/ 25 June 2010

Beware the bogus Pilates trainer

Ageless movie stars swear by it, GPs recommend it to pregnant women, fitness magazines offer do-it-yourself work-outs and, if you profess to having backache, someone at the watercooler is bound to suggest it. Pilates.

The very word conjures up images of leotard-clad women stretching to the chimes of a global ethnic soundtrack. Developed early in the 20th century by gymnast Joseph Pilates, the low-impact training method quickly gained favour with dancers in New York and continued to grow in the dance community.

In the past 10 years, the training method has gone from obscure home-studio practice to fitness buzzword. But is your Pilates instructor really qualified to fiddle with your posture?

Some instructors say consumers could be taking a risk every time they perform a swan dive and that it’s time to regulate the industry. There are more than 1 000 private Pilates instructors in South Africa, and that doesn’t even count those teaching at the major gyms.

Yet those who train Pilates instructors are under no obligation to adhere to international standards or be accredited by the Tourism, Hospitality and Sport Education Training Authority (Theta). The fitness sector itself is unregulated, with legislation still in the discussion stages.

Pilates instructor Anita Vos said it was a ‘buyer beware situation” in South Africa and the onus was on the client to check a trainer’s credentials. ‘You have someone who has a back injury who wants to do Pilates and [they] land up with someone who’s looked at a video and has called themselves an instructor.

It’s not common but it’s a risk,” said Vos, who runs www.pilatesinfo.co.za, a website that helps consumers find certified instructors. ‘People should look for a national qualification that’s registered,” said Paul Laemmle, head of special projects at the Exercise Teachers’ Academy.

‘Failing that, look at the instructor’s CV, see if they have years of experience, a good reputation and clients who back them.” But attempts by Theta to standardise qualifications have been met with objections from Pilates purists, who believe they are not rigorous enough to protect the public and that a better standard is needed.

Ebrahim Boomgard, education and training quality assurance manager for Theta, defended the current standards, which put Pilates instructors in the same category as fitness instructors.

‘The skills remain the same but the context is different. You’re teaching people to do a set of exercises and to use equipment,” he said. But those passionate about Pilates say it’s more than a simple fitness routine and can’t be equated with group classes like aerobics.
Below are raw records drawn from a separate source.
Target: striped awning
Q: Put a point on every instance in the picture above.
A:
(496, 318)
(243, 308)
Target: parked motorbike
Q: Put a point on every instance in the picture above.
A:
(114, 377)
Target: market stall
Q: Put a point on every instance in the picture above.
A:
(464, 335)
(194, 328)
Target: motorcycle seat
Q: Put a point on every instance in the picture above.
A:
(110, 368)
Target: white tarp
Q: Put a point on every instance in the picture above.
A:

‘Pilates sits between exercise and rehabilitation. Most people come to Pilates through rehabilitation — We want Theta to recognise the rehabilitation uses of Pilates,” said instructor Yasmin Lambat, who gets 90% of her clients through referrals from clinicians such as physiotherapists and orthopaedic surgeons.

‘All we’re looking for is an accreditation process to protect the general public,” she said. Craig Smith, a physiotherapist and Pilates trainer who also chairs the Sports Physiotherapy Group, said that, with the popularity of Pilates, it was important to ask whether it was becoming a discipline that needed to be regulated separately from fitness.

‘Pilates is operating in a grey area. It straddles two models — training and rehabilitation. We need to decide if it’s going to be one or the other, or both,” he said. But that decision, he said, lay with the authorities.